The house is Top Withens, which a carved plaque on its wall announces 'HAS BEEN ASSOCIATED WITH 'WUTHERING HEIGHTS'. THE EARNSHAW HOME IN EMILY BRONTE'S NOVEL'.


The sign continues: 'THE BUILDINGS, EVEN WHEN COMPLETE, BORE NO RESEMBLANCE TO THE HOUSE SHE DESCRIBED.'


Which is something of a volte face; the same plaque could have been placed an any number of other abandoned farmhouses on the moors that also BEAR NO RESEMBLANCE TO THE HOUSE SHE DESCRIBED. (To see why Top Withens differs so wildly from Withering Heights, these floorpans make for interesting reading.)

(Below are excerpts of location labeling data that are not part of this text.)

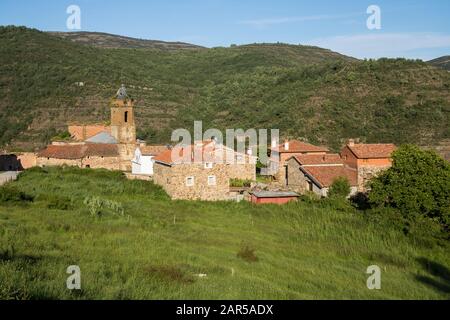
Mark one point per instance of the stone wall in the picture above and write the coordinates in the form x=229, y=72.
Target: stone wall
x=296, y=181
x=96, y=162
x=366, y=173
x=42, y=162
x=173, y=180
x=17, y=162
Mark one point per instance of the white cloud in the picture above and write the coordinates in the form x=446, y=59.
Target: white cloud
x=376, y=45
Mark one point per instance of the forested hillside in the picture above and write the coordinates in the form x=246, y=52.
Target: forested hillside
x=306, y=92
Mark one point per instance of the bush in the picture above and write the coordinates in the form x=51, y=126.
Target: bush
x=240, y=183
x=59, y=203
x=340, y=188
x=9, y=194
x=418, y=183
x=248, y=254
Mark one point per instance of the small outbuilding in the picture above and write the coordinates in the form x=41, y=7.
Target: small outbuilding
x=274, y=197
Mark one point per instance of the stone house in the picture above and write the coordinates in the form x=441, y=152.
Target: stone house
x=17, y=161
x=98, y=146
x=368, y=159
x=286, y=151
x=94, y=156
x=142, y=163
x=316, y=173
x=201, y=171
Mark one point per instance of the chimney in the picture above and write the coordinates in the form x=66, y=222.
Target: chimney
x=274, y=143
x=351, y=142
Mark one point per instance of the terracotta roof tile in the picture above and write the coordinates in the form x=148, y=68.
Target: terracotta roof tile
x=318, y=159
x=153, y=150
x=326, y=175
x=210, y=153
x=102, y=150
x=366, y=151
x=296, y=146
x=63, y=152
x=79, y=151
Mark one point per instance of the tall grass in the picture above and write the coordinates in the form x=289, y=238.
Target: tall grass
x=158, y=247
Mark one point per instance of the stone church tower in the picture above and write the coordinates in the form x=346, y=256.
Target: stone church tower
x=123, y=128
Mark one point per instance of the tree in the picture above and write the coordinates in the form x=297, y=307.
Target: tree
x=340, y=188
x=417, y=183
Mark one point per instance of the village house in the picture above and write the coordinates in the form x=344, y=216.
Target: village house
x=142, y=163
x=287, y=150
x=368, y=159
x=111, y=147
x=316, y=173
x=93, y=156
x=184, y=175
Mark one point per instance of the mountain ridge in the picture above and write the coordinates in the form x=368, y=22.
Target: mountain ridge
x=306, y=92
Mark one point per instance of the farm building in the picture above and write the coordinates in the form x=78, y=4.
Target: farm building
x=316, y=173
x=142, y=163
x=287, y=150
x=273, y=197
x=183, y=175
x=367, y=159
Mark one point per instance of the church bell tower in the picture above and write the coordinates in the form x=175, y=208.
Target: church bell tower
x=123, y=128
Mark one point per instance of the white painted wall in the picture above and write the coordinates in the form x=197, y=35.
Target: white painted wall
x=142, y=164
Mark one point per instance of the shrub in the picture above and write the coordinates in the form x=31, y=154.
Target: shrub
x=9, y=194
x=340, y=188
x=247, y=253
x=60, y=203
x=240, y=183
x=418, y=183
x=97, y=206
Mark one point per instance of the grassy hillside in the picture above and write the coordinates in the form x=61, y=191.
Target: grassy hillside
x=306, y=92
x=442, y=62
x=105, y=40
x=155, y=248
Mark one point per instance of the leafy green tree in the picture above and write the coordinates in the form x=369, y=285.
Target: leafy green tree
x=340, y=188
x=418, y=183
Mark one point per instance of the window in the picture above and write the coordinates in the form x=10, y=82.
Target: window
x=211, y=180
x=208, y=165
x=190, y=181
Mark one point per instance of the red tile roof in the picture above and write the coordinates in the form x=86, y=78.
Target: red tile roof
x=375, y=151
x=326, y=175
x=318, y=159
x=210, y=153
x=296, y=146
x=102, y=150
x=79, y=151
x=153, y=150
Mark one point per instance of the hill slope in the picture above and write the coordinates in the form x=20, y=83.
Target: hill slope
x=304, y=91
x=442, y=62
x=106, y=40
x=157, y=247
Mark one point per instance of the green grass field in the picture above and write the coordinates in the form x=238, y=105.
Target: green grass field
x=141, y=245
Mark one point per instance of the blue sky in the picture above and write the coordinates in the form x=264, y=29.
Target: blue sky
x=412, y=29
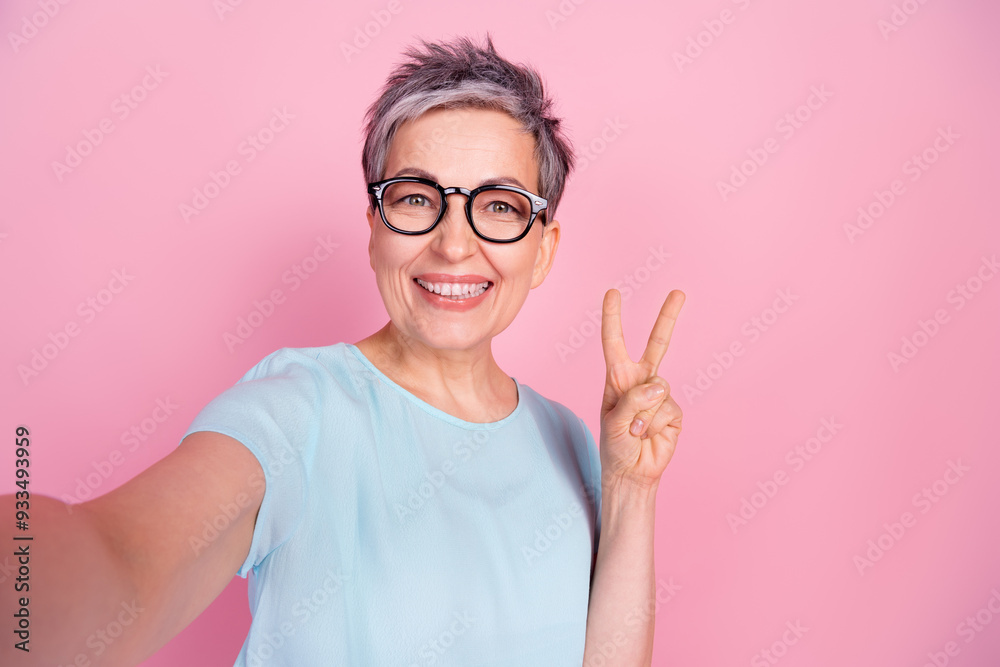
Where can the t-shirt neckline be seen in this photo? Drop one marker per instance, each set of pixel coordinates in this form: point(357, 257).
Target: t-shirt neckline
point(430, 409)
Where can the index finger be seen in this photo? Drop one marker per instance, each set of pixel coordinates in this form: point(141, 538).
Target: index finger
point(612, 339)
point(663, 329)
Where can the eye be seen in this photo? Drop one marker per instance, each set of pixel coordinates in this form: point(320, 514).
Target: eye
point(416, 200)
point(501, 208)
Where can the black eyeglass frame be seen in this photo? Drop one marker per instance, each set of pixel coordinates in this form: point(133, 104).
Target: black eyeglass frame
point(538, 204)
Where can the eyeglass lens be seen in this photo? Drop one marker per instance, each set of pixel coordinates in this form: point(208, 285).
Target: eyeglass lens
point(496, 214)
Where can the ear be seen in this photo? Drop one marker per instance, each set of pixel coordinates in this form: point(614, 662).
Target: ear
point(546, 253)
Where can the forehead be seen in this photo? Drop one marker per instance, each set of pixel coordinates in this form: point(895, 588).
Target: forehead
point(464, 147)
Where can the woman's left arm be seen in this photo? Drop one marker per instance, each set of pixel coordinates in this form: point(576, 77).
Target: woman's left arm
point(640, 424)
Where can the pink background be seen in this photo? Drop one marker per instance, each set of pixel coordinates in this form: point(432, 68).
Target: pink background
point(671, 133)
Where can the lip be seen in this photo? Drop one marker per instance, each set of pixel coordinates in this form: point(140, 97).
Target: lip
point(445, 303)
point(449, 278)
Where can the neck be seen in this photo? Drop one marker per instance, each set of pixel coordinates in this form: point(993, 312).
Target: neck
point(466, 383)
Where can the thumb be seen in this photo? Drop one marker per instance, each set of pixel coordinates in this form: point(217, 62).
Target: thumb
point(637, 407)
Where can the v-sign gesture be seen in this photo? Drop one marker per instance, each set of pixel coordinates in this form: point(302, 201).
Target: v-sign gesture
point(639, 427)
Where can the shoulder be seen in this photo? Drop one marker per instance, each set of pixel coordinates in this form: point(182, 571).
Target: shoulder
point(555, 415)
point(302, 363)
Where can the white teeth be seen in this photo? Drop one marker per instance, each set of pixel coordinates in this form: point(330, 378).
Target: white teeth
point(455, 291)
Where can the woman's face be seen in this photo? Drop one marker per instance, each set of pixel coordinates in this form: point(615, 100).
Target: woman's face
point(465, 148)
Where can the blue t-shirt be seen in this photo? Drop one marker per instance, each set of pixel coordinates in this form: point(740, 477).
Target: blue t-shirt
point(393, 533)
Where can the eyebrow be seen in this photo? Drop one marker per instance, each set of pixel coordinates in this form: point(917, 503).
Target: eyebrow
point(495, 180)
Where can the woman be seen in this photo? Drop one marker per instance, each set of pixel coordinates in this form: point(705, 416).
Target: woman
point(402, 500)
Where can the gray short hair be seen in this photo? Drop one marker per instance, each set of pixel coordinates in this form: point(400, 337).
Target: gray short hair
point(460, 74)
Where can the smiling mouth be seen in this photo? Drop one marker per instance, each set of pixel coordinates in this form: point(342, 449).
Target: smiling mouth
point(455, 291)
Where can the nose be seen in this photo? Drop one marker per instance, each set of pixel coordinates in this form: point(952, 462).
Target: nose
point(454, 238)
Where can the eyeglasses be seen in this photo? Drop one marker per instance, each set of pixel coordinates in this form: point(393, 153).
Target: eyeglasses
point(497, 213)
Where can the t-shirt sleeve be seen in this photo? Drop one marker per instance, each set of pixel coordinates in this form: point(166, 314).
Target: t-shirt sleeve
point(273, 412)
point(594, 490)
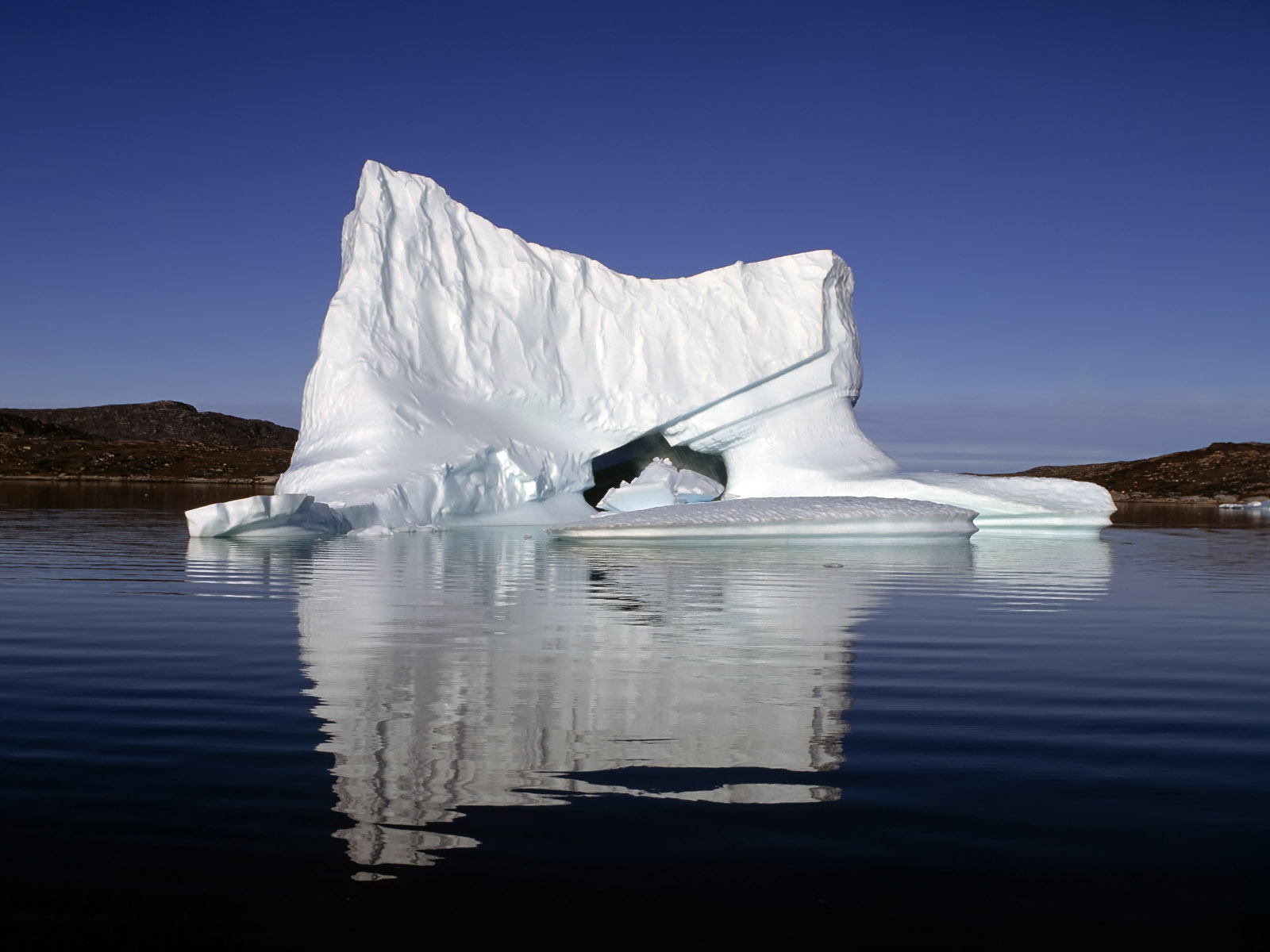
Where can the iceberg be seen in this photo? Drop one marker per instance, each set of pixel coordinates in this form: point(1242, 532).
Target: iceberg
point(469, 376)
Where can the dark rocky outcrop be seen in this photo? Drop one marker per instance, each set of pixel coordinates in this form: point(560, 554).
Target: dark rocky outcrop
point(164, 441)
point(1223, 473)
point(165, 419)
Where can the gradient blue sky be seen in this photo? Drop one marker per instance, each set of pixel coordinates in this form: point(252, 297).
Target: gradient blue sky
point(1058, 213)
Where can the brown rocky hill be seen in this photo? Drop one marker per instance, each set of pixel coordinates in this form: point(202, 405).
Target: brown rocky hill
point(165, 419)
point(164, 441)
point(1225, 473)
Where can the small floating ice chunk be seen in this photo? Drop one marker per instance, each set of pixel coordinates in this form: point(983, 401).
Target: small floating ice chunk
point(281, 513)
point(660, 484)
point(784, 516)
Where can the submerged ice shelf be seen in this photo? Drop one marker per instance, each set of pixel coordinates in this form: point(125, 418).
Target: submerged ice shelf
point(465, 374)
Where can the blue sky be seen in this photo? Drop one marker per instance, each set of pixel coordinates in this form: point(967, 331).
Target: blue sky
point(1057, 213)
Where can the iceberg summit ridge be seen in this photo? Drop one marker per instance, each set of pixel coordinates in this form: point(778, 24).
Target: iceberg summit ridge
point(465, 374)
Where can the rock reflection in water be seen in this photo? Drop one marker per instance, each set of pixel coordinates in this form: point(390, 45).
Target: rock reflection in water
point(488, 668)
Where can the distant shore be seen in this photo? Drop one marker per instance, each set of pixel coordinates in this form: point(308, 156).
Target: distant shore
point(1219, 473)
point(160, 442)
point(173, 442)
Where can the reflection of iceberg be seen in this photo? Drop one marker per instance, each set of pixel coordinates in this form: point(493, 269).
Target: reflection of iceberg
point(487, 668)
point(469, 670)
point(467, 372)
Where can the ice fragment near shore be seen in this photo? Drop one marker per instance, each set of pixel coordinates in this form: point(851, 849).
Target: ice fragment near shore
point(291, 512)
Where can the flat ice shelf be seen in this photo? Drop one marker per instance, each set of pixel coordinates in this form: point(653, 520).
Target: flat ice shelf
point(780, 516)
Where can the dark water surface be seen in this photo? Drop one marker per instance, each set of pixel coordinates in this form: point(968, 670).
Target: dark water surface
point(1019, 740)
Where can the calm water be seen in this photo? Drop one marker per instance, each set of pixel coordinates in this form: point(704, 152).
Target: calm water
point(1015, 738)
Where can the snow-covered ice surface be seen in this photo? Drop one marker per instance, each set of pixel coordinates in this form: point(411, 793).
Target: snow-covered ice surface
point(468, 376)
point(794, 516)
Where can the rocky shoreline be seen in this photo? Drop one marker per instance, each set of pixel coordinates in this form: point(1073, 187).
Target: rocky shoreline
point(1219, 473)
point(159, 442)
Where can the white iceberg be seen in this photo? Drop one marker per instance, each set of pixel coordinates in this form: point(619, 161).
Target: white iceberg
point(660, 482)
point(468, 374)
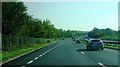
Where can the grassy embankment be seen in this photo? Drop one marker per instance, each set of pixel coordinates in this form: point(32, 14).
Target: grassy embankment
point(113, 46)
point(21, 50)
point(110, 46)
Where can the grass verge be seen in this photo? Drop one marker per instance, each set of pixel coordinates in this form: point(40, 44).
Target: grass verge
point(113, 47)
point(8, 55)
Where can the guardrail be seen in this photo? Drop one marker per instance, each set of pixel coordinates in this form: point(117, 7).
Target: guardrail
point(111, 42)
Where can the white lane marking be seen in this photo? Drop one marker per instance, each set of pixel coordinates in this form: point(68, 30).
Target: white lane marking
point(36, 58)
point(40, 55)
point(101, 64)
point(82, 53)
point(43, 53)
point(30, 62)
point(22, 66)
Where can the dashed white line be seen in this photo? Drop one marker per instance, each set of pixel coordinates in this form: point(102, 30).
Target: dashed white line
point(40, 55)
point(43, 53)
point(22, 66)
point(101, 64)
point(82, 53)
point(30, 62)
point(36, 58)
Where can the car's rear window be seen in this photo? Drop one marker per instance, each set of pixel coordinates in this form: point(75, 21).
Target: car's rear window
point(95, 40)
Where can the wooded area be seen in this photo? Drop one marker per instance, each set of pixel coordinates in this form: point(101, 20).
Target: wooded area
point(18, 23)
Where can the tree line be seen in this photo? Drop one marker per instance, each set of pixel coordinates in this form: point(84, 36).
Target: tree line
point(107, 33)
point(16, 21)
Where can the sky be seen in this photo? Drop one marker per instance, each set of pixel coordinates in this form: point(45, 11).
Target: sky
point(83, 16)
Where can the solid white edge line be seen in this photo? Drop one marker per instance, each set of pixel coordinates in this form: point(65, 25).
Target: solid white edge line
point(36, 58)
point(82, 53)
point(30, 62)
point(22, 66)
point(101, 64)
point(40, 55)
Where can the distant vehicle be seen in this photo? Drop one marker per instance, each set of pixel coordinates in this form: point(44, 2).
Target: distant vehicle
point(95, 44)
point(63, 38)
point(73, 39)
point(77, 41)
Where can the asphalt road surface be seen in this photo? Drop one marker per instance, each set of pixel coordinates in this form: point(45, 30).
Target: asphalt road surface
point(67, 53)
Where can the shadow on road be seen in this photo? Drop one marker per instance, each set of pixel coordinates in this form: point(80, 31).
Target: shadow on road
point(86, 50)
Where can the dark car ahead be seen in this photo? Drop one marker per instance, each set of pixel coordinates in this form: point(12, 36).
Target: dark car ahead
point(95, 44)
point(77, 41)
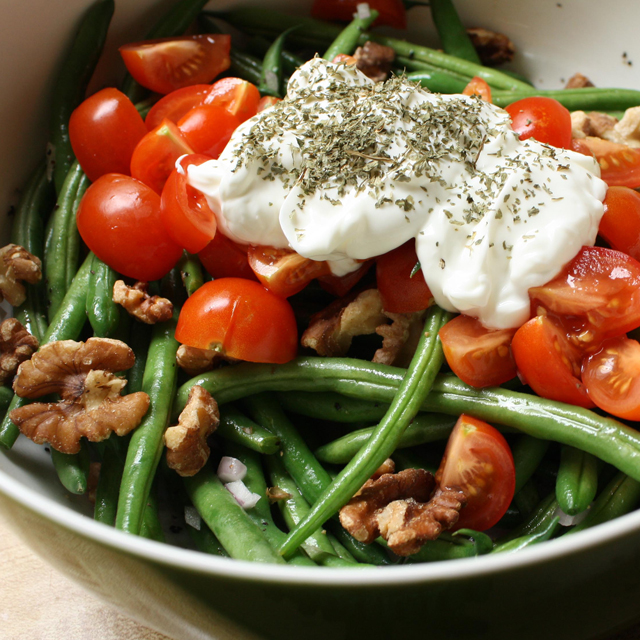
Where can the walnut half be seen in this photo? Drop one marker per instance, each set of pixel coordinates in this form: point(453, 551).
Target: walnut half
point(91, 404)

Despite there being NO RESEMBLANCE, Top Withens has unaccountably become a place of austere pilgrimage for Heathcliff fans – as much a part of the Pennine literary trail as the Bronte Parsonage in Haworth. Carved waymarks along nearby paths are in Japanese as well as English. 


I listen on the wind for Cathy's lament and look through the stoned windows for ghostly signs of Heathcliff on the moor, but it's too sunny, the only sounds of rippling grass and skylarks frolicking. 






It's a spritely tramp from the farmhouse that is but isn't anything to do with Cathy and Heathcliff.


There's fun to be had in the lush valley cradling Ponden reservoir, there's another paved moorland up-and-over between Little Wolf Stones and Maw Stones Hill where cotton grass grows in monochrome fields.


Then it's down past a dozen shooting huts to the pastoral backwater of Cowling, a terraced wander to the falls on Dean Brow Beck throwing a last dash of variety into a walk that has offered a little of everything.


Approaching Ponden Reservoir.
The clouds lift for another beautiful day above the Pennines.
Flagstones over Ickornshaw Moor.
Lund's Tower on the horizon.
Shooting hut on Ickornshaw Moor.

The first person I meet as I enter Cowling is Ash – last seen on the morning after the crazy night before on Standedge. The next, arriving shortly after we find the Woodland House B&B, is Barrie, who I walked with through Ponden.


Hosts Sue and Sandy – seasoned walkers and Pennine Way veterans – serve tea and lemon drizzle cake. Then, for the fist time since I left Land's End there's the walkers' equivalent of a lad's night out: the three of us head down Cowling's quiet high street for a couple of pints and meal in the all-but-empty local.


It's a nice end to a nice day. But as I settle down to sleep my mind can't help but think back to the big views spied from the Round Hill horizon: the heights of the Dales ahead, and the big stuff.